Understanding GTK options to for widget sizes

A new day, a new question.

I am currently working on a “preview grid” for media send in a Tweet, in a similiar style to what Twitter itself uses:

Mockup of intended layout

So I have a sub-class of Gtk.Grid for the overview, with a custom Gtk.Widget using Gtk.ConstrainLayout for each item, with the intention to use constraints to clip the images when needed.

Now, while the basic widget structure is implemented, I still have to implement some resizing functionality, as I want:

  1. The grid to use a certain multiplier of the width as the height.
  2. To use the size of one item to calculate how to clip the image in it.

As far as I understand now, after reading the Docs, I would need to implement Gtk.Widget.measure (along with Gtk.Widget.get_request_mode) for the first case, and something related to Gtk.Widget.allocate for the second.
However, as of now I do not fully understand how these functions are called and processed by GTK, so I am asking here for some advice.

You shouldn’t need to use both Gtk.Grid and Gtk.ConstraintLayout, just one of them will probably do the job. I don’t think either of them can crop child contents, so you will have to come up with something else.
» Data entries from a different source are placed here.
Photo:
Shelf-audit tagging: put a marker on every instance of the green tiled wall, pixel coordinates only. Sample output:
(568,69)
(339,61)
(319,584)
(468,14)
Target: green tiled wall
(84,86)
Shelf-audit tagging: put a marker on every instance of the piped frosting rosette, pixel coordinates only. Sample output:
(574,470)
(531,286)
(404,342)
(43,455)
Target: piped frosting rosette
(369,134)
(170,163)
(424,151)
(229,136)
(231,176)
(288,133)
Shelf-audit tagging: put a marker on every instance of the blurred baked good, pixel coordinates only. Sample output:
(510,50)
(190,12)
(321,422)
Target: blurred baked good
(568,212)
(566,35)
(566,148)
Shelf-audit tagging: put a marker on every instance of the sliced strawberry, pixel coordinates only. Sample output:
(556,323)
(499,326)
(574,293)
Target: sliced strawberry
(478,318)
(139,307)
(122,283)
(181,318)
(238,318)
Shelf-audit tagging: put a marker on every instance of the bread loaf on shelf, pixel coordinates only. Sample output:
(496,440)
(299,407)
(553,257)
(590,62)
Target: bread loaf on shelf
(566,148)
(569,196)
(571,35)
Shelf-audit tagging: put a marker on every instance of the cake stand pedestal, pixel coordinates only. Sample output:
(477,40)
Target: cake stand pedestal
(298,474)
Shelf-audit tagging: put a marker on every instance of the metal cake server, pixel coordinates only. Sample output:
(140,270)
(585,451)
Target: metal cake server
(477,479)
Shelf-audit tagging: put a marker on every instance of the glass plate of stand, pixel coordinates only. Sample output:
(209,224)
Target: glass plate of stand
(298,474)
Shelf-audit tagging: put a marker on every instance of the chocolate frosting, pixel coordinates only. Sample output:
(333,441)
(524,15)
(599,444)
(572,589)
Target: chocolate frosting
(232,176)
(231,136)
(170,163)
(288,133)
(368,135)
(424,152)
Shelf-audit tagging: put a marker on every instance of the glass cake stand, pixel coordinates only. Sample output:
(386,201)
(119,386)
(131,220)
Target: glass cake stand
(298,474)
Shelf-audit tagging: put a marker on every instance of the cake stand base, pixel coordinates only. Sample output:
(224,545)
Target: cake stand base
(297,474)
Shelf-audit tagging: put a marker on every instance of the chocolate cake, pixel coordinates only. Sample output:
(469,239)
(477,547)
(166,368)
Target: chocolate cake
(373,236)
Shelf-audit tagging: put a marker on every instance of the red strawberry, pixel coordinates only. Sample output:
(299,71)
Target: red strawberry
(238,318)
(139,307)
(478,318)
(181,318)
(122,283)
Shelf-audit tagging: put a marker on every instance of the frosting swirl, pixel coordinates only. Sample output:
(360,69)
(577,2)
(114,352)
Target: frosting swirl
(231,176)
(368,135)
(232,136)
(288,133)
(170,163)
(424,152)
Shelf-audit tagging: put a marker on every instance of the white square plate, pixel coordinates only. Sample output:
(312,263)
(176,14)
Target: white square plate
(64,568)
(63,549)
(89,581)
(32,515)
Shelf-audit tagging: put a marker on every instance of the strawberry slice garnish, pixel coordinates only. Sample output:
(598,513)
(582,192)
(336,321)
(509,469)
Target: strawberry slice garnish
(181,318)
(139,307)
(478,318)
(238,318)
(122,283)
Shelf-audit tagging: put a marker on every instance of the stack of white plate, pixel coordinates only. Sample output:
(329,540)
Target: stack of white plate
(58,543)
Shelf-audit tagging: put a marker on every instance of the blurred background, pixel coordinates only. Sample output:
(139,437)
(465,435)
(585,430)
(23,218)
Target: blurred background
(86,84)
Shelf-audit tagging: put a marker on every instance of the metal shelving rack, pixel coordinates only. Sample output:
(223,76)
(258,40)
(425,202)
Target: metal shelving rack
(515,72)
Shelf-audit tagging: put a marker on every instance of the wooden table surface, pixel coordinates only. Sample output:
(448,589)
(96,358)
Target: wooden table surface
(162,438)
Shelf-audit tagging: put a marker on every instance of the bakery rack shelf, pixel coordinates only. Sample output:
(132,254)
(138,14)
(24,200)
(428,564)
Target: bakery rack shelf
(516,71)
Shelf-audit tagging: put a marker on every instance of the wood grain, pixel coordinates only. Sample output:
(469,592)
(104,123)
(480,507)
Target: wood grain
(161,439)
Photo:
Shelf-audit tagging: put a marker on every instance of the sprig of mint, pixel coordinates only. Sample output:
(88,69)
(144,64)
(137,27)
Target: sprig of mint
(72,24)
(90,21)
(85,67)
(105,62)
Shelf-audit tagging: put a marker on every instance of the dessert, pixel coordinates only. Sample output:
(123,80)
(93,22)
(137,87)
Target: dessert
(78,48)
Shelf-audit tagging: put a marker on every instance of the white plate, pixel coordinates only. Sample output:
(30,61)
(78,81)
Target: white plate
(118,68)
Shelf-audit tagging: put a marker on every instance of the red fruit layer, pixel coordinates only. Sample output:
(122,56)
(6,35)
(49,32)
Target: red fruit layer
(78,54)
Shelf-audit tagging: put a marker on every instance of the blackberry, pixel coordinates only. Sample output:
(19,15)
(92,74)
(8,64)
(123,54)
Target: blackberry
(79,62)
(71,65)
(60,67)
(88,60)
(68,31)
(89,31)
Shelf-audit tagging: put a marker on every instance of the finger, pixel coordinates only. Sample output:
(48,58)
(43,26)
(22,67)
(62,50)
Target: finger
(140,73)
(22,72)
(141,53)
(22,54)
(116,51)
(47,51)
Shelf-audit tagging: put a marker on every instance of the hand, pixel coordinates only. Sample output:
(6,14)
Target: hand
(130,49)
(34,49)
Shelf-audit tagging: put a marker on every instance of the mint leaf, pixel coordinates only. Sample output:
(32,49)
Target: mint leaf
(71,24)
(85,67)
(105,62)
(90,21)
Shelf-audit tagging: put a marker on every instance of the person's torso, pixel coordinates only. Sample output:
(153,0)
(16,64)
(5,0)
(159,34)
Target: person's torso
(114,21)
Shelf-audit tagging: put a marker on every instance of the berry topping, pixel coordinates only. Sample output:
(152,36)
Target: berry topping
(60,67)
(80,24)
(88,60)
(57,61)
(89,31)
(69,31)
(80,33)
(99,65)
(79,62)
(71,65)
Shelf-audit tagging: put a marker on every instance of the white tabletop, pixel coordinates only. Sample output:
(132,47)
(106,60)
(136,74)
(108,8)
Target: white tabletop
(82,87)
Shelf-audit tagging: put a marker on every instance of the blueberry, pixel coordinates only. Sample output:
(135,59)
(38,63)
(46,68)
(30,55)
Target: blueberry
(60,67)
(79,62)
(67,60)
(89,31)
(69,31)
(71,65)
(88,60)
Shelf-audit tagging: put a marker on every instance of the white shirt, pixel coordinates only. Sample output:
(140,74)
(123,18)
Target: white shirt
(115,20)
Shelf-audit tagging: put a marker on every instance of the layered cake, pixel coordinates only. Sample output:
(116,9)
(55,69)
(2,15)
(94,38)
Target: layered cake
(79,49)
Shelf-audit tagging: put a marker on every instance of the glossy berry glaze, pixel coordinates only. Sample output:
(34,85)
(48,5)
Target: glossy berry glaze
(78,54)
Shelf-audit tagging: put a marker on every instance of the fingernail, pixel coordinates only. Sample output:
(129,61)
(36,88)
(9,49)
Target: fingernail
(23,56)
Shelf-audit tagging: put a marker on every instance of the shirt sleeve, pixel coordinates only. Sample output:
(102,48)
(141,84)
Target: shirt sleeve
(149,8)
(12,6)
You may be able to implement a custom widget that does set_overflow(GTK_OVERFLOW_HIDDEN), or possibly you can use a GtkViewport.

I think your assessment is correct, but here is more of a run down as far as I understand it. Most of the details of this is in the function gtk_widget_allocate which is called by containers on each of their children.
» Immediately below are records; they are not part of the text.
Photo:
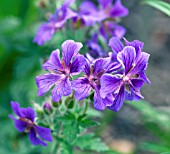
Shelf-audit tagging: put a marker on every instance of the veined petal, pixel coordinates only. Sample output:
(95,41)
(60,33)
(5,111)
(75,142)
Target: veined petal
(62,88)
(77,64)
(105,3)
(140,63)
(70,49)
(54,61)
(16,108)
(119,100)
(87,4)
(127,58)
(136,44)
(101,103)
(19,125)
(101,64)
(86,68)
(119,10)
(28,113)
(44,133)
(34,139)
(82,88)
(144,77)
(115,44)
(109,84)
(118,31)
(45,82)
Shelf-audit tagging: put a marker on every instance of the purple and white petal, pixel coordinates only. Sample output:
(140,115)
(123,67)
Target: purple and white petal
(45,82)
(144,77)
(115,44)
(118,31)
(19,125)
(28,113)
(62,88)
(140,63)
(127,58)
(101,103)
(16,108)
(101,65)
(119,100)
(82,88)
(77,65)
(69,50)
(34,139)
(87,4)
(54,61)
(136,44)
(44,133)
(86,68)
(109,84)
(105,3)
(119,10)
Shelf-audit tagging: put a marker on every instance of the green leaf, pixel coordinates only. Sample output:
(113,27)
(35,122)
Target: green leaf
(153,147)
(89,142)
(160,5)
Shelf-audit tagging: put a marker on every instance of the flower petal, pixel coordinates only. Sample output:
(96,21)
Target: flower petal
(44,133)
(105,3)
(115,44)
(62,88)
(100,65)
(45,82)
(118,31)
(54,61)
(34,139)
(82,88)
(101,103)
(70,49)
(136,44)
(28,113)
(119,100)
(16,108)
(87,4)
(127,58)
(77,64)
(141,63)
(109,84)
(86,68)
(119,10)
(19,125)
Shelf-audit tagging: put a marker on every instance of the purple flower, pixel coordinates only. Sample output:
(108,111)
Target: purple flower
(56,21)
(26,122)
(127,84)
(84,85)
(61,71)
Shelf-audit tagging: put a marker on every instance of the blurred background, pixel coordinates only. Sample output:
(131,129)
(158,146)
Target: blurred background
(138,128)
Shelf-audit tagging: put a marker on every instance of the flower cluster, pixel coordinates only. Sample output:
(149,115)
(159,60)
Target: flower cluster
(112,79)
(26,122)
(107,16)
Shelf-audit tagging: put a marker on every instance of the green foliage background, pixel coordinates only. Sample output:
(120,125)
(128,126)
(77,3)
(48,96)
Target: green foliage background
(20,63)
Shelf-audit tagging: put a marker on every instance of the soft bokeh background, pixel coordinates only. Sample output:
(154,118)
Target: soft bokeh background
(140,128)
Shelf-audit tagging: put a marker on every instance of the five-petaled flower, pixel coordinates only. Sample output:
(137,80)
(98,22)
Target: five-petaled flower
(26,122)
(84,85)
(127,84)
(61,71)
get_request_mode is used internally by gtk_widget_allocate to decide which orientation to use first when invoking measure, since that function needs to be called twice for each widget. The width-for-height and height-for-width modes are only used by widgets that support reflow like when you resize a wrapped text paragraph. If your widget doesn’t do that then you can use a constant size.

measure is then for the widget to declare its minimum size to the parent container so the container knows how to lay itself out. It’s called in the gtk_widget_measure function which is used by the parent container during its own size_allocate implementation. In your widget implementation, the gtk_widget_queue_resize method should be called when the return value from this function changes, i.e. if you have changed some internal state that alters its computation.
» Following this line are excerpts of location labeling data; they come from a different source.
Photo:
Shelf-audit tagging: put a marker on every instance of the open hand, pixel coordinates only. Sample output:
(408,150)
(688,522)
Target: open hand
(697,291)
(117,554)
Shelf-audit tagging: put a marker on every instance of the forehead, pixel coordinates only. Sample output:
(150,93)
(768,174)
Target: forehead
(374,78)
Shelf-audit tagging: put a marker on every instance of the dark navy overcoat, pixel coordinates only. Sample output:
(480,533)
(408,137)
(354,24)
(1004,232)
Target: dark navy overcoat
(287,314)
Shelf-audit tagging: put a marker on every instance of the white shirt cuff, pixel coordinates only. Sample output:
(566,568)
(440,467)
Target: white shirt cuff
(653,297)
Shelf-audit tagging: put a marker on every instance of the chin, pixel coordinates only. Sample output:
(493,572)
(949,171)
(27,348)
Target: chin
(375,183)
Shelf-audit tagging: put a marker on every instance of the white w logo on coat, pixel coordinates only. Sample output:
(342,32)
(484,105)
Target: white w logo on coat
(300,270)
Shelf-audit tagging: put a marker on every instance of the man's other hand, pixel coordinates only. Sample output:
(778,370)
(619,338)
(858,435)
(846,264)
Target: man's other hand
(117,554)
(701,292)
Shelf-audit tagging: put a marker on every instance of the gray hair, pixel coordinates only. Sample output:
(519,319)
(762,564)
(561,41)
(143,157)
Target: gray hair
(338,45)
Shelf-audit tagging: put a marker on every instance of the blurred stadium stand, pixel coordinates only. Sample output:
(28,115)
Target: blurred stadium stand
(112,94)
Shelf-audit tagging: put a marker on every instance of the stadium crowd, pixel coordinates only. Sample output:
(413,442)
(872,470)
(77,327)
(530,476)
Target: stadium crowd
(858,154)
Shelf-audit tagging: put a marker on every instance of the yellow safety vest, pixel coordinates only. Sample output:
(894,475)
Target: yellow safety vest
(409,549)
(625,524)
Finally size_allocate is called when the widget receives a new size from the parent container. This is usually invoked by calling gtk_widget_size_allocate or gtk_widget_allocate inside the parent container’s size_allocate implementation.

There are some more things to know if you’re implementing a custom container but for a simple widget with no children, you likely won’t need more than these three.

Well, in my use-case I want to display a variable number of items on this grid, with these items might having some additional UI-elements so I came to this setup. And you can use GtkConstraintLayout to clip child widgets, for example by [child.start ( super.start - offset )], which I wanted to use that. But thanks for the hints to overflow and the viewport, will look into that as well.

Also thanks for the explanations!

Hmm, I see what you mean, that will actually work if you set the overflow to hidden. That’s interesting!

I have now a (aside of a few bugs) working implementation of my wanted feature.
I had to use custom measure and size_allocate functions, but it works quite well!

One thing I noticed though is the following:
Using SizeRequestMode = HEIGHT_FOR_WIDTH, I could implement the “keep the same ratio of width to height while resizing”, as measure is called for resizes as well. However, it does not apply when maximizing a window, where measure is not called, resulting in no recalculation of the height, despite the width change.
Is this wanted behaviour in GTK? Did I miss something or is this a bug?